Eek comedy x post. Not a hunky man, a folding trolley thing that is. Although I do think one man is indeed not enough Grin

funnyperson · 25/05/2013 22:14

haha at man/trolley thing
Yes Chelsea is inspiring, even for the commoner gardener, which surprised me.

funnyperson · 25/05/2013 22:17

I think it is interesting that the gardening camera work doesnt do it justice. Its not like the Attenborough programmes which are as much about the camera as about Attenborough. Gardening programmes are primarily about the presenters and gardeners and only therefore tell half the story.

cantspel · 25/05/2013 22:26

I am green with jealousy at anyone who has been to chelsea whilst i had to make to with odd snip its on the tv.

On the brighter side the battle against the ground elder is going well but i am not sure what to do with the roots and soil i have dug out.

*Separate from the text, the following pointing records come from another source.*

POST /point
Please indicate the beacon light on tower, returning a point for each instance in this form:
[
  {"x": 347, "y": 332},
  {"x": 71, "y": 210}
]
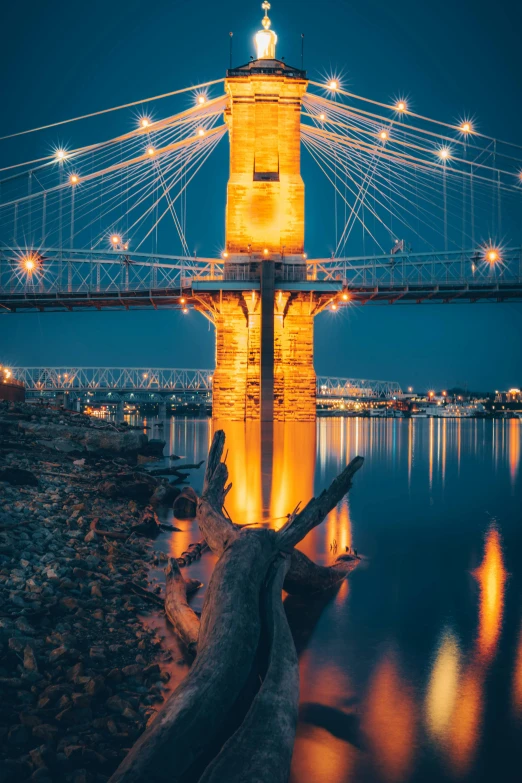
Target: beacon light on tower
[
  {"x": 492, "y": 254},
  {"x": 266, "y": 39}
]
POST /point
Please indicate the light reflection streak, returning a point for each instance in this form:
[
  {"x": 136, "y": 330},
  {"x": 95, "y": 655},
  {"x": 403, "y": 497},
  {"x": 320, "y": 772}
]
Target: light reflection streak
[
  {"x": 389, "y": 720},
  {"x": 514, "y": 448},
  {"x": 443, "y": 686},
  {"x": 431, "y": 436},
  {"x": 517, "y": 678},
  {"x": 491, "y": 576}
]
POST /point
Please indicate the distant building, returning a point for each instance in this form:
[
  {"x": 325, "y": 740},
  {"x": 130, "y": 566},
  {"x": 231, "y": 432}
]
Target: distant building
[
  {"x": 10, "y": 389},
  {"x": 513, "y": 395}
]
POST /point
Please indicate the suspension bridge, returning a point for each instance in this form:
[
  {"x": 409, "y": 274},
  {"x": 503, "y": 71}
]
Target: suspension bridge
[{"x": 434, "y": 207}]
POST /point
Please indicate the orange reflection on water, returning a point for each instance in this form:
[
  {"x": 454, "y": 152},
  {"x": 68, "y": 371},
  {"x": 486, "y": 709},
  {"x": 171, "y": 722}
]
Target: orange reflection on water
[
  {"x": 339, "y": 527},
  {"x": 517, "y": 678},
  {"x": 467, "y": 718},
  {"x": 319, "y": 755},
  {"x": 491, "y": 576},
  {"x": 443, "y": 687},
  {"x": 243, "y": 458},
  {"x": 389, "y": 721},
  {"x": 271, "y": 469},
  {"x": 294, "y": 468},
  {"x": 514, "y": 447},
  {"x": 431, "y": 444}
]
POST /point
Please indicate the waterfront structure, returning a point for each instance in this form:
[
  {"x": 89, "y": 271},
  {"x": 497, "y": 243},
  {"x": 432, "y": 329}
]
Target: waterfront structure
[
  {"x": 263, "y": 294},
  {"x": 264, "y": 338}
]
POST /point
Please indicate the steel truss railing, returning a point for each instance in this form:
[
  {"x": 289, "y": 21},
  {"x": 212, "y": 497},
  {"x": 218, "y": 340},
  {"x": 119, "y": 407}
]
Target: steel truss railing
[
  {"x": 356, "y": 387},
  {"x": 152, "y": 380},
  {"x": 63, "y": 273},
  {"x": 418, "y": 269},
  {"x": 117, "y": 378}
]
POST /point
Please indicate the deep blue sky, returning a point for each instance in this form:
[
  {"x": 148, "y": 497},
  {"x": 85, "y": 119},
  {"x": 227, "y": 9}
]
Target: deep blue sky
[{"x": 59, "y": 59}]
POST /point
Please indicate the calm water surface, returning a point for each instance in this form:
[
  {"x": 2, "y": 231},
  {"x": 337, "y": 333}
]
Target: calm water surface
[{"x": 413, "y": 670}]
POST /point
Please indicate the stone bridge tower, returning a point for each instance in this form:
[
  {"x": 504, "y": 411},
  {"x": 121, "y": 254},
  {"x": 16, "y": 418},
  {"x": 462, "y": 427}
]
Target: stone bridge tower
[{"x": 264, "y": 323}]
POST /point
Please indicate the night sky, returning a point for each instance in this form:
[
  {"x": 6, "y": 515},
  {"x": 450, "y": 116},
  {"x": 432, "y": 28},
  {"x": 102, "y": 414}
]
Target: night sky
[{"x": 60, "y": 59}]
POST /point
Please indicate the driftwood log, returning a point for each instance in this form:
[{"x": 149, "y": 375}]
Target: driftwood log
[{"x": 233, "y": 717}]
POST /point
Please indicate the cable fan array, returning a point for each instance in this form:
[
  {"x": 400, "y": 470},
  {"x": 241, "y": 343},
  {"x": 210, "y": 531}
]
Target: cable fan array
[
  {"x": 112, "y": 194},
  {"x": 410, "y": 183}
]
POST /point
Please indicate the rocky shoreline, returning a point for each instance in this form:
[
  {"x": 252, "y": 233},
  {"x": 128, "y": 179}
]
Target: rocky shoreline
[{"x": 81, "y": 673}]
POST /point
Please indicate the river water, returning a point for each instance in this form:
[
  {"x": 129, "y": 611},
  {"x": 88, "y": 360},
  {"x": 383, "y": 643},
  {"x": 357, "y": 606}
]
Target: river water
[{"x": 413, "y": 670}]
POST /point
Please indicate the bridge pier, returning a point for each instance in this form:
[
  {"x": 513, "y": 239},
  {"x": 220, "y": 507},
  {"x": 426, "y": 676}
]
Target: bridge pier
[{"x": 264, "y": 354}]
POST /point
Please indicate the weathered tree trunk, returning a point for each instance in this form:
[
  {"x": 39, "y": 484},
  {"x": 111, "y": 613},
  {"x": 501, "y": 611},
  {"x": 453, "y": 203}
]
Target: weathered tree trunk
[
  {"x": 261, "y": 749},
  {"x": 182, "y": 618},
  {"x": 242, "y": 616},
  {"x": 192, "y": 717}
]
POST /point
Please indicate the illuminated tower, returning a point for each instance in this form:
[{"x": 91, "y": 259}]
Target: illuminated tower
[
  {"x": 264, "y": 323},
  {"x": 265, "y": 197}
]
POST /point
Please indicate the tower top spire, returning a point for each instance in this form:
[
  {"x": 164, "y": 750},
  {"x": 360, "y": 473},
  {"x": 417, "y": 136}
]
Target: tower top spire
[
  {"x": 266, "y": 39},
  {"x": 266, "y": 20}
]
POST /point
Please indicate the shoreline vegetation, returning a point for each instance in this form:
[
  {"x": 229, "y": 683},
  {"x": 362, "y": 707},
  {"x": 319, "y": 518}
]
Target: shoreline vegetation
[{"x": 84, "y": 674}]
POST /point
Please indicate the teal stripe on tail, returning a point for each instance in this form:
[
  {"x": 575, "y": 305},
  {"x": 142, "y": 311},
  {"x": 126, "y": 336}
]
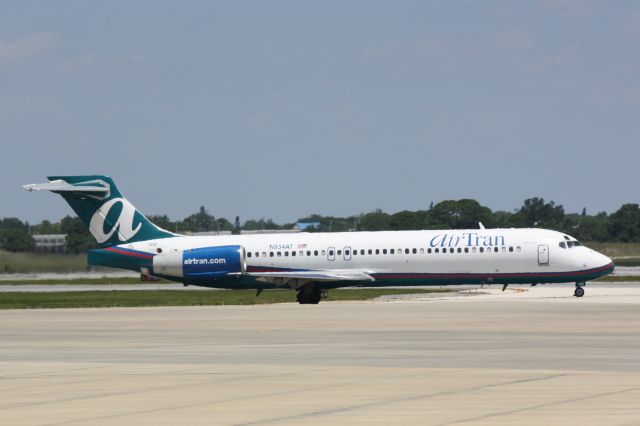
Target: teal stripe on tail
[{"x": 111, "y": 219}]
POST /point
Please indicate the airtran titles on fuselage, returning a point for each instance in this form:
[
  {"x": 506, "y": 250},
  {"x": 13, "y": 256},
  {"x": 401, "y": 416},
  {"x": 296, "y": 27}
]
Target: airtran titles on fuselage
[
  {"x": 199, "y": 261},
  {"x": 466, "y": 239}
]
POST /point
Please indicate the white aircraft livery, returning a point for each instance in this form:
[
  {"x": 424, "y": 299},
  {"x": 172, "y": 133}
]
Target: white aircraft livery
[{"x": 313, "y": 263}]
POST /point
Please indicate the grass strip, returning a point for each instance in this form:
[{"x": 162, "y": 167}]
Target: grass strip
[
  {"x": 136, "y": 298},
  {"x": 618, "y": 278},
  {"x": 82, "y": 281}
]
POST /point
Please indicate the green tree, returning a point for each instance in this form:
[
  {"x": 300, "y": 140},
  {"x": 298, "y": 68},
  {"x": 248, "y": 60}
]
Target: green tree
[
  {"x": 201, "y": 221},
  {"x": 14, "y": 239},
  {"x": 459, "y": 214},
  {"x": 163, "y": 222},
  {"x": 79, "y": 240},
  {"x": 409, "y": 220},
  {"x": 624, "y": 224},
  {"x": 536, "y": 213},
  {"x": 593, "y": 228},
  {"x": 374, "y": 221}
]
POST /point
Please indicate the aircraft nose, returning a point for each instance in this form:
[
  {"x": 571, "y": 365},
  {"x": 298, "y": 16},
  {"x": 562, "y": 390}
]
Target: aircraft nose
[{"x": 602, "y": 261}]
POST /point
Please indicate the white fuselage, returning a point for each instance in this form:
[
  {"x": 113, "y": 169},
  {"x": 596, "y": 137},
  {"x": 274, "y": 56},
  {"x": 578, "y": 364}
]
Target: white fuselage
[{"x": 453, "y": 256}]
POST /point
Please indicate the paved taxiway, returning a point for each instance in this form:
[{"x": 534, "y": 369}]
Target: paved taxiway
[{"x": 519, "y": 357}]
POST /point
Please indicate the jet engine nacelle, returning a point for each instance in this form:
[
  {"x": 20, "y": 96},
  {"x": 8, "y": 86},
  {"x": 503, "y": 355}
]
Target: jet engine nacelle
[{"x": 205, "y": 262}]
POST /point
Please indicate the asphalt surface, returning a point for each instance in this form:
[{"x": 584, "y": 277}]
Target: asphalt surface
[{"x": 520, "y": 357}]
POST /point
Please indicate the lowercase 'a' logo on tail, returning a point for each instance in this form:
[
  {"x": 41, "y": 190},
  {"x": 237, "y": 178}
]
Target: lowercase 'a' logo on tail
[{"x": 124, "y": 224}]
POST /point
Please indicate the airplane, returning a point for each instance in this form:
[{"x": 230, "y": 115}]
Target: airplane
[{"x": 313, "y": 263}]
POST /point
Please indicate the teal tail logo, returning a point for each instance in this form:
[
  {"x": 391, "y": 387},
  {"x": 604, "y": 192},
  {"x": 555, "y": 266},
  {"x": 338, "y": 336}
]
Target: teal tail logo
[{"x": 111, "y": 219}]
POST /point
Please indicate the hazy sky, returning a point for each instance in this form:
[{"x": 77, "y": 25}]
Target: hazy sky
[{"x": 281, "y": 109}]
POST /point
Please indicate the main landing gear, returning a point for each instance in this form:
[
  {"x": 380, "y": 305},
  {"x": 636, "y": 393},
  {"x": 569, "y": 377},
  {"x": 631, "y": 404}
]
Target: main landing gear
[{"x": 309, "y": 294}]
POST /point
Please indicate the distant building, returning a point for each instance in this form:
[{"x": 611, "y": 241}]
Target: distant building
[
  {"x": 305, "y": 226},
  {"x": 51, "y": 243}
]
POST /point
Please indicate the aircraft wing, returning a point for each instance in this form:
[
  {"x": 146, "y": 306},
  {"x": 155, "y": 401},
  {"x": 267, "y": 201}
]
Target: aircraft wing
[{"x": 299, "y": 277}]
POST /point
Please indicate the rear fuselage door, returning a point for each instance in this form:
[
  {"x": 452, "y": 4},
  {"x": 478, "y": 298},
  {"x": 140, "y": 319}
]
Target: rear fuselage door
[
  {"x": 331, "y": 253},
  {"x": 543, "y": 254}
]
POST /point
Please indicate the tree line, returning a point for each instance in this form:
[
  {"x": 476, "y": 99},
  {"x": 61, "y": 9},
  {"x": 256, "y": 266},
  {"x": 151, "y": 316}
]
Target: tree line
[{"x": 622, "y": 225}]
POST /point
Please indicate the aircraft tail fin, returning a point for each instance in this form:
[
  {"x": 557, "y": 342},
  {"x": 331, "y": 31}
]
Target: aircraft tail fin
[{"x": 110, "y": 217}]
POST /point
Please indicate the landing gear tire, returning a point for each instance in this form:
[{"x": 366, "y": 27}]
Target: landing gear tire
[{"x": 309, "y": 295}]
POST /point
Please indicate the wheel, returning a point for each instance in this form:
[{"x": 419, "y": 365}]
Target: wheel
[{"x": 309, "y": 295}]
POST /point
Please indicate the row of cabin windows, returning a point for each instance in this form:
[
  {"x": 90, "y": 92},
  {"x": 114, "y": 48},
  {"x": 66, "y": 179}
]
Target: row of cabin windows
[{"x": 363, "y": 252}]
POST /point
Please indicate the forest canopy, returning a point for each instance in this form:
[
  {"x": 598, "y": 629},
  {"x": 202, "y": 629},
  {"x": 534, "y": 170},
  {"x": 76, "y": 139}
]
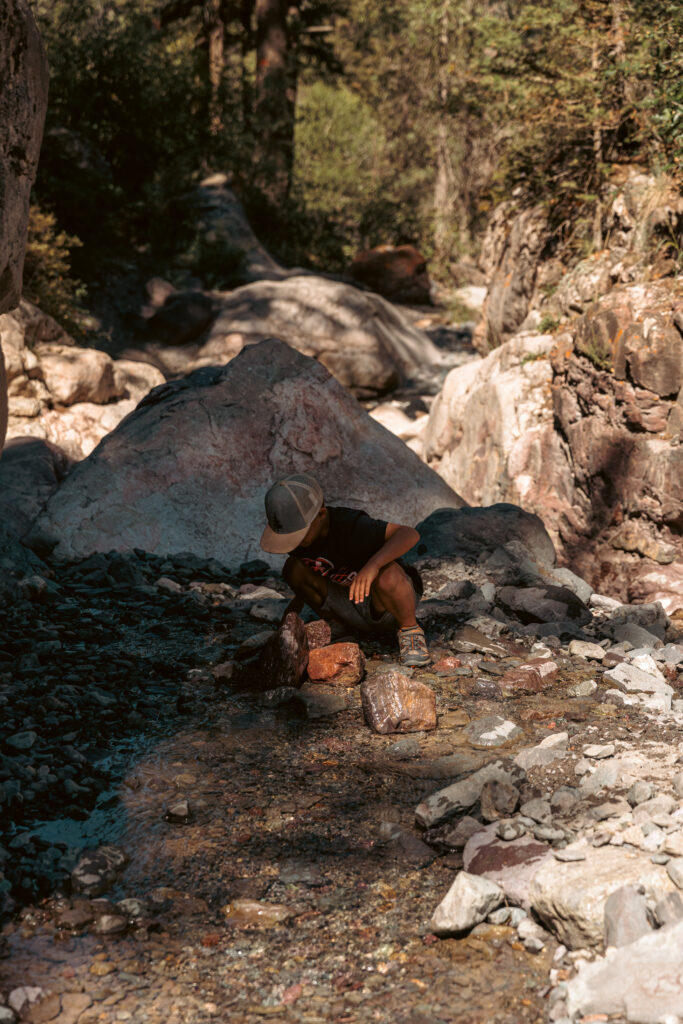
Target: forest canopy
[{"x": 343, "y": 124}]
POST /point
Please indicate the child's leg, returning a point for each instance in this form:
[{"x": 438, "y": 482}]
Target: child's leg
[{"x": 393, "y": 591}]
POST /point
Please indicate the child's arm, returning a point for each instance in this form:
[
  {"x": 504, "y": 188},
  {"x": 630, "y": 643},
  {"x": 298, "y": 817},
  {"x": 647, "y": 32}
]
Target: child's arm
[{"x": 398, "y": 540}]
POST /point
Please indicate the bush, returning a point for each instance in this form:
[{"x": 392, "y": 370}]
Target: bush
[{"x": 47, "y": 280}]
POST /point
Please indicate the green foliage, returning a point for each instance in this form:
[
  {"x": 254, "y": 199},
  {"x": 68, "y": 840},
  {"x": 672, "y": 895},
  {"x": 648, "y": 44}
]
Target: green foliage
[
  {"x": 532, "y": 357},
  {"x": 548, "y": 324},
  {"x": 346, "y": 195},
  {"x": 47, "y": 280},
  {"x": 218, "y": 264},
  {"x": 414, "y": 119},
  {"x": 126, "y": 126}
]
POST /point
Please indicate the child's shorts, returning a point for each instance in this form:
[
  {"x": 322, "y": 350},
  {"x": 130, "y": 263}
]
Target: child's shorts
[{"x": 359, "y": 617}]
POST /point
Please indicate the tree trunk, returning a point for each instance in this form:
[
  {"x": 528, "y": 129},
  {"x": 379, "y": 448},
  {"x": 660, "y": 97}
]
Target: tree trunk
[
  {"x": 273, "y": 103},
  {"x": 444, "y": 179},
  {"x": 597, "y": 148}
]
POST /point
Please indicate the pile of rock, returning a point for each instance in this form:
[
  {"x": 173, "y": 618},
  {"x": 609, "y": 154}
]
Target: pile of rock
[
  {"x": 61, "y": 392},
  {"x": 583, "y": 428}
]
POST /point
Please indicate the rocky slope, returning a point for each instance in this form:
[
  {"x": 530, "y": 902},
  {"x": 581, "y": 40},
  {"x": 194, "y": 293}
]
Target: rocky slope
[
  {"x": 525, "y": 825},
  {"x": 60, "y": 391}
]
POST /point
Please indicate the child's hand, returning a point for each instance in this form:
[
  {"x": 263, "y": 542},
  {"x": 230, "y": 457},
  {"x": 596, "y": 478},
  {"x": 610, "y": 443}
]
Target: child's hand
[{"x": 361, "y": 583}]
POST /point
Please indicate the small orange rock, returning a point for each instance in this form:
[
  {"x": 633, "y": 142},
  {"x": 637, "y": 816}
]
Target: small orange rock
[{"x": 341, "y": 664}]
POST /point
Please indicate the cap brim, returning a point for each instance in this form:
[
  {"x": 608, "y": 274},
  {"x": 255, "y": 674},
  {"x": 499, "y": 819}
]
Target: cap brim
[{"x": 282, "y": 544}]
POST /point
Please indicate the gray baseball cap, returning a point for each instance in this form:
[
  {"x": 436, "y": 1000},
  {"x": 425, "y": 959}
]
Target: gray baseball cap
[{"x": 291, "y": 506}]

I cant take it to the dump as they will make me put it in garden waste so bits of it will turn up in compost for the next 50 years and I cant burn it as i have also removed lots of soil which is infected with bits of root.

Looks like i could be putting small bags of it in the wheely bin each week for the next year or so.

Blackpuddingbertha · 25/05/2013 22:49

I think the municipal compost heaps get hot enough to kill most things (except Japanese knotweed) don't they?

New plants were planted today and the errant lily was finally moved. I also dug up some self seeded stuff from the drive and popped it into the bed. Have left some though as an experiment to see how long DH will ignore things growing in the gravel as it's always me who weeds it so I have left some cosmos, catmint, lavender, dianthus, alliums and something I can't remember the name of. My gravel is obviously quite a good growing medium for seedlings.

Your day sounds fabulous Funny Smile

OP posts:
Rhubarbgarden · 25/05/2013 22:57

Cantspel well done on your progress against the ground elder. You'll be fine to put it in garden waste. Everything is hot composted and it can't survive that.

I've been doing battle against the hateful snow berries the last two evenings. Horrid invasive stuff. I cut out a whole raft of it along the side of the drive and revealed four rhododendrons hiding underneath, all flowering merrily to themselves. Didn't have a clue they were there.

MousyMouse · 25/05/2013 23:42

ground elder should be fine in the compost bin.
you can eat the fresh leaves as well, tastes a lot like spinach, maybe a bit more iron-y. doesn't shrink as much in volume.

you can cover the area (if not too arkward or big) with tarp after weeding as much as possible. leaves also make good green liquid fertiliser. You can also use a flame weeder to burn the roots in the ground.